I continued to walk.  Lifting my eyes, I noticed a thin strip of pale yellow light far off, just above the northwestern horizon, below the unbroken ceiling of grey, darkening cloud.  Somewhere out on the Strait of Juan de Fuca, near the border of Canada, the World was aglow.

I was walking in that direction.  Moments later, a few of the robins who stay here for the winter began to chatter from within a grove of pine trees.  A dove flew across the path in front of me, and disappeared into the dim woods.  (I wonder: was it the same dove I saw a few weeks ago, and mentioned in my previous post?)

Yes, a grey day, but . . .

     The long night;
A light passes along
     Outside the shōji.

Masaoka Shiki (1867-1902) (translated by R. H. Blyth), in R. H. Blyth, Haiku, Volume 3: Summer-Autumn (Hokuseido Press 1952), page 356.

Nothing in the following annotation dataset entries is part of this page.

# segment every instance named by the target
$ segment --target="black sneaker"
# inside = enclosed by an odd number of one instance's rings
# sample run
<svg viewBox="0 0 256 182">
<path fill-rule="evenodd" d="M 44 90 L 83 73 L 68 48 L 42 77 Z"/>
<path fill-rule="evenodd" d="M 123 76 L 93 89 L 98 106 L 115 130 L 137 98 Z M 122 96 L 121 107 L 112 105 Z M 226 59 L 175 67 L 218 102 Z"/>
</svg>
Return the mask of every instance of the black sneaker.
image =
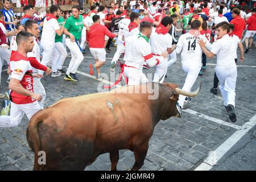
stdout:
<svg viewBox="0 0 256 182">
<path fill-rule="evenodd" d="M 112 72 L 113 72 L 115 71 L 115 62 L 112 63 L 110 68 L 110 71 Z"/>
<path fill-rule="evenodd" d="M 111 52 L 111 50 L 109 49 L 109 48 L 106 48 L 106 52 L 108 53 L 109 53 Z"/>
<path fill-rule="evenodd" d="M 74 73 L 70 73 L 70 75 L 71 75 L 71 76 L 73 77 L 73 79 L 76 80 L 76 81 L 79 81 L 79 79 L 77 78 L 77 77 L 76 77 L 76 74 L 74 74 Z"/>
<path fill-rule="evenodd" d="M 190 101 L 191 101 L 191 98 L 190 98 L 189 97 L 186 97 L 186 98 L 185 98 L 185 100 Z"/>
<path fill-rule="evenodd" d="M 60 73 L 61 73 L 61 75 L 66 74 L 66 72 L 63 70 L 63 69 L 58 69 L 58 72 L 59 72 Z"/>
<path fill-rule="evenodd" d="M 229 119 L 230 119 L 231 121 L 233 123 L 236 122 L 237 116 L 236 115 L 234 107 L 232 105 L 229 104 L 226 106 L 226 111 L 228 111 Z"/>
<path fill-rule="evenodd" d="M 77 81 L 77 80 L 75 79 L 72 75 L 71 75 L 72 73 L 71 73 L 70 75 L 65 75 L 64 76 L 64 79 L 66 80 L 68 80 L 68 81 Z"/>
<path fill-rule="evenodd" d="M 250 47 L 246 48 L 246 49 L 245 51 L 245 53 L 247 53 L 249 50 L 250 50 Z"/>
<path fill-rule="evenodd" d="M 210 89 L 210 92 L 214 94 L 217 94 L 218 93 L 218 89 L 217 88 L 212 88 Z"/>
</svg>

Shiki wrote several haiku that feature solitary gleams of light. Another:

     Farther and farther away it goes, --
The lantern:
     The voice of the hototogisu.

Shiki (translated by R. H. Blyth), Ibid, page 168.  The hototogisu is the Japanese cuckoo.

The lantern vanishes.  The call of the cuckoo arrives.  As I have noted here before, the World tends to provide us with compensations, doesn't it?

And, finally, there is this:

     The light in the next room also
Goes out;
     The night is chill.

Shiki (translated by R. H. Blyth), Ibid, page 328.